Corylus Webb's Prize Cobb or Cobnut Tree Webb's Prize Cobnut Tree Webb's Prize is new cultivated variety of common hazel, best known for its compact size and weeping habit. This cultivar is often grown for its abundant nut crops and attractive looks.
As with other members of the Hazel family (Corylus Avellana), Webb's Prize Cobb is partially self-fertile. In the spring, the tree produces showy catkins (male) that pollinate the inconspicuous flowers (female). The shiny, green leaves turn to beautiful shade of golden yellow in the autumn. The attractive autumn colour of the foliage is complemented by masses of red berries that stay on the tree through winter months. The nuts on established trees ripen around September, and are similar in taste and shape to those produced by Corylus maxima (Filibert) but with heavier production.

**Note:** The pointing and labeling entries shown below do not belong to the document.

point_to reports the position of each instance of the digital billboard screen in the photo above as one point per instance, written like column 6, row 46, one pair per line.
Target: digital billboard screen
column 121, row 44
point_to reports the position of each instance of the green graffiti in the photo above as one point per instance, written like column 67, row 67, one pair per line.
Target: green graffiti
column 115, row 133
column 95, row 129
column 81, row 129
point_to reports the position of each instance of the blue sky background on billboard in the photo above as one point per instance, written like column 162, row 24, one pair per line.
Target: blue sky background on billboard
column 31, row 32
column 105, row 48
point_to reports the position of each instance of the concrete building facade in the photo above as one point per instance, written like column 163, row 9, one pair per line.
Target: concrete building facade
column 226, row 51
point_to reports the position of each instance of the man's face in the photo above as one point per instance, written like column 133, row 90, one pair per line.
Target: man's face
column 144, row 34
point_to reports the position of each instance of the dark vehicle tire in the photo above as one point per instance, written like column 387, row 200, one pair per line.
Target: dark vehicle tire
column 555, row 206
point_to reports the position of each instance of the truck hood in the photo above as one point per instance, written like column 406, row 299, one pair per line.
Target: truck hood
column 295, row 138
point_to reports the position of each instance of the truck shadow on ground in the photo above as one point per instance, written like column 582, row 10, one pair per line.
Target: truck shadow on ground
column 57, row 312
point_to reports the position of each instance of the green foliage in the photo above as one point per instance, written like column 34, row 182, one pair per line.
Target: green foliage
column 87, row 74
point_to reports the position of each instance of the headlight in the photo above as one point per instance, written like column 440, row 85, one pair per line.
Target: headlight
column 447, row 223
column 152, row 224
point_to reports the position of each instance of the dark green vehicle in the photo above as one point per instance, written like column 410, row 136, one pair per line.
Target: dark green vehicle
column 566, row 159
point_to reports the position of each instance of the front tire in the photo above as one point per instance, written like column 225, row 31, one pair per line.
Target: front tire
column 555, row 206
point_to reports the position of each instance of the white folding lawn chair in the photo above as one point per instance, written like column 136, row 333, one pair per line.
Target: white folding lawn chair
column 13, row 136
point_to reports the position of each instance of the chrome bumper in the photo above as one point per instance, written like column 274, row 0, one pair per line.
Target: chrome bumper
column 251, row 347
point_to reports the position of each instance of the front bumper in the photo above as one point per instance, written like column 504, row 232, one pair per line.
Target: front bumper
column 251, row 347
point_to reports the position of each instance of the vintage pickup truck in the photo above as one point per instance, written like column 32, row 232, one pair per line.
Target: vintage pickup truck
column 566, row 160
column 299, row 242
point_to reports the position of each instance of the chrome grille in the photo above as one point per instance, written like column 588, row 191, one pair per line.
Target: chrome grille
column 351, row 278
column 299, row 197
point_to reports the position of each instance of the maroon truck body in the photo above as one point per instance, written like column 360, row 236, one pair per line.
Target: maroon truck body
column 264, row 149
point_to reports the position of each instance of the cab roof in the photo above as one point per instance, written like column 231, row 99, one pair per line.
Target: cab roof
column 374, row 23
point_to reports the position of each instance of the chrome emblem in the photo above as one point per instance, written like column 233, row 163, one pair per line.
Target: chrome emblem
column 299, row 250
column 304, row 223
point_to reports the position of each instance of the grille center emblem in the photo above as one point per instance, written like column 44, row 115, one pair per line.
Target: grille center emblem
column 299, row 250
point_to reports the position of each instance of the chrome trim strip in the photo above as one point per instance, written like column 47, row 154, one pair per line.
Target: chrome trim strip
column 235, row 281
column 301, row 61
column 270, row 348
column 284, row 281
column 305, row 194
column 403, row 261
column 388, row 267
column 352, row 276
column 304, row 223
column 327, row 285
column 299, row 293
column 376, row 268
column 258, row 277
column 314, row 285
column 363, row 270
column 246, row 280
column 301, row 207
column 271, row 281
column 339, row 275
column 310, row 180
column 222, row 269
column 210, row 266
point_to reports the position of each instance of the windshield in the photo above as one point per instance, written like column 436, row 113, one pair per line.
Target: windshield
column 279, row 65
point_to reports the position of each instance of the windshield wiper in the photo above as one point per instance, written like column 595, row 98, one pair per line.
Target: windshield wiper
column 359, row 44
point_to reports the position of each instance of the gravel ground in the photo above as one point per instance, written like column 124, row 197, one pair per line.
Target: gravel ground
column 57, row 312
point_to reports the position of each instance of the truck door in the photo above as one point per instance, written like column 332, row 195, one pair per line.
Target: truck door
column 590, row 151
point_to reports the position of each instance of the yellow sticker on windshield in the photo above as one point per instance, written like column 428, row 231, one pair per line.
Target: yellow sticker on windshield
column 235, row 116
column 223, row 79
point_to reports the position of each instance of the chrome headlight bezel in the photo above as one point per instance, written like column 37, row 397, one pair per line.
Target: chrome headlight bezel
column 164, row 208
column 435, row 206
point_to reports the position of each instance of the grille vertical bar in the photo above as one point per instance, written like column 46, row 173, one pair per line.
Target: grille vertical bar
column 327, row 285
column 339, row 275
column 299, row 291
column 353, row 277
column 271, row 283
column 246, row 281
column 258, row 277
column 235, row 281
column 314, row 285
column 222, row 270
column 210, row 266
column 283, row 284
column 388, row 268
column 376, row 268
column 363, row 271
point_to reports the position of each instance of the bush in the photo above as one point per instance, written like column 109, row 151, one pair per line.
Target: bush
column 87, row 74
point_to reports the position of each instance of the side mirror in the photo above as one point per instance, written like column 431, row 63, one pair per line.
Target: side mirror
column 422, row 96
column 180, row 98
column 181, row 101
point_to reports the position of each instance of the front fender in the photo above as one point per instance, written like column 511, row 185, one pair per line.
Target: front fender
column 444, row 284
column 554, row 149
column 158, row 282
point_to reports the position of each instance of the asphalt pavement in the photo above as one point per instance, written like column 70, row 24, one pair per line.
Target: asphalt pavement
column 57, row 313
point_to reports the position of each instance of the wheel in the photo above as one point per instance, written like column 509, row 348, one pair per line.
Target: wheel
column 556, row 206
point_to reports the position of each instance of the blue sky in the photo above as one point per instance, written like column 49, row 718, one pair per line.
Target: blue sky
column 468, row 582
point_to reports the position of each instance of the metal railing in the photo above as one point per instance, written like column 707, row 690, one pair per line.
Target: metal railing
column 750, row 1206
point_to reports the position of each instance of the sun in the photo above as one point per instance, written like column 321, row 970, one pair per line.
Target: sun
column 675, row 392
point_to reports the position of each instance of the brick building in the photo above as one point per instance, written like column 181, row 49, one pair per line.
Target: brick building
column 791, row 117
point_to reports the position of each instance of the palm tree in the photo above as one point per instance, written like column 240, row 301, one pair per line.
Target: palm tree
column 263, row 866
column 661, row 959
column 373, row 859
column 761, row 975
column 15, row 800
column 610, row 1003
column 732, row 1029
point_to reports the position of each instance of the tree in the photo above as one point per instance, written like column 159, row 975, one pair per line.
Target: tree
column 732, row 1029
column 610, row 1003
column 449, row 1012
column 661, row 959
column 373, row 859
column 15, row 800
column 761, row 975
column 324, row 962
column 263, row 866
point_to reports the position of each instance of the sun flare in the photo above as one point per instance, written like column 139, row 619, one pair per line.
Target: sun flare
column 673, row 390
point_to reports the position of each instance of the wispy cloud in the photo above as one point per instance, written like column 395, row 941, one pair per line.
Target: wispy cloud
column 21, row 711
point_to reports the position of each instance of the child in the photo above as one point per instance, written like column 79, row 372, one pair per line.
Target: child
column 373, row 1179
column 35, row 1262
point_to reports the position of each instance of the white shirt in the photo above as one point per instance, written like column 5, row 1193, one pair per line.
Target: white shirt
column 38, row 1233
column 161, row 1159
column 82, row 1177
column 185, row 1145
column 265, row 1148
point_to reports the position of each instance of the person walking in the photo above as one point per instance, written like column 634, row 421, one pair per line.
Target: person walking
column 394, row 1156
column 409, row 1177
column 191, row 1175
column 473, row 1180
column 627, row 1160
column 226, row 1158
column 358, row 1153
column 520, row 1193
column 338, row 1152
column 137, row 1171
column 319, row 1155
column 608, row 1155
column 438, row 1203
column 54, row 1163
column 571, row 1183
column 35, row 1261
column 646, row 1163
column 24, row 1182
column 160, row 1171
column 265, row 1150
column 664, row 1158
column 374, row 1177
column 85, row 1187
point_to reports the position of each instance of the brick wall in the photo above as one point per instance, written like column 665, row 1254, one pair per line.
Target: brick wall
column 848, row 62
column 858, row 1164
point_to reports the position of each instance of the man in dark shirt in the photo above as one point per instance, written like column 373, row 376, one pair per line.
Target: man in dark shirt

Easy to grow and care for, Corylus Webb's Prize Cobb tolerates any soil, as long as it is light and well drained. Plant this tree in a sheltered location, in full sun or dappled shade. Tough and robust, this cultivar tolerates both cold and wet conditions. Although fully hardy in the United Kingdom, Cobnut Tree Webb's Prize will appreciate protection from frosts and strong winds. The cold will not damage or destroy the tree, but it might disrupt the pollination, resulting in poor crops.
If you plan on growing Corylus Avellana Webb's Prize Cobb for its nuts, to ensure a maximum production of nuts, it is best to plant at least 2 hazel trees (of any variety) as they are wind pollinated. Space them about 4 meters apart. Not unlike all hazelnut varieties, this cultivar needs to be at least 4 years old to start producing nuts.
A suitable tree for small gardens, Corylus Webb's Prize Cobb grows to be circa 3 meters high over a period of 10 years. Unless it is planted in an overly rich and fertile soil, this cultivar is not considered invasive. Often planted as a part of “nutteries”, this variety of hazel can be used for decorative purposes as well. Plant it in a mixed shrub border, where its dense foliage can serve as a textured backdrop to striking flowering plants. When grown as part of a hedgerow, this bushy tree provides shelter and food for wildlife.